Evaluation metrics

Our prompt adaptation tool will optimize prompts against one of several possible metric parameters.

LLM-as-a-judge metrics

Semantic similarity

  • "LLMaaJ:Sem_Sim_1": Uses an LLM-as-a-judge to evaluate the semantic similarity of the model response relative to the reference answer. Outputs a binary score (0 or 1) based on whether the answers are semantically similar. This is the default metric.

The prompt for this metric can be found below. By default, we use openai/gpt-4o-2024-08-06 as the judge.

Given the predicted answer and reference answer, compare them and check whether they mean the same.

Following are the given answers:

Predicted Answer: {predicted_answer}
Reference Answer: {gt_answer}

On a NEW LINE, give a score of 1 if the answers mean the same, and 0 if they differ, and nothing more.

📓 Example notebook: nd_llmaaj.ipynb

RAG-specific metrics

For retrieval-augmented generation (RAG) applications, Not Diamond supports several Ragas metrics:

Faithfulness

  • "RAGAS_FAITHFULNESS": Measures how faithful a response is to the provided context. Ensures the LLM doesn't hallucinate or introduce information not present in the retrieved context.
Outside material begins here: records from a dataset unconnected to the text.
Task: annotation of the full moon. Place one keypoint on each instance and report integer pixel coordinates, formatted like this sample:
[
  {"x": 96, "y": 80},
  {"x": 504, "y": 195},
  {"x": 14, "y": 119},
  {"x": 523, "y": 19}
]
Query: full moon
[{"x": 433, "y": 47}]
When using this metric, ensure that you use "question" as the field value for user input, and "context" as the field value for retrieved context. Currently, we only support 1 string for context. If you have retrieved multiple contexts, you can concatenate them into a single string. See following example
fields = ["question", "context"]

pa_ds = [
    {
        "fields": {
            "question": "User input",
            "context": "Context retrieved based on user input"
        },
        "answer": "Reference answer. This is not used in RAGAS_FAITHFULNESS"
    }
    for sample in ds
]

Learn more: Ragas Faithfulness Documentation

📓 Example notebook: nd_ragas_faithfulness.ipynb

Answer Relevance

  • "RAGAS_RELEVANCE": Evaluates how relevant a response is to the given question. Penalizes responses that are incomplete or contain unnecessary information.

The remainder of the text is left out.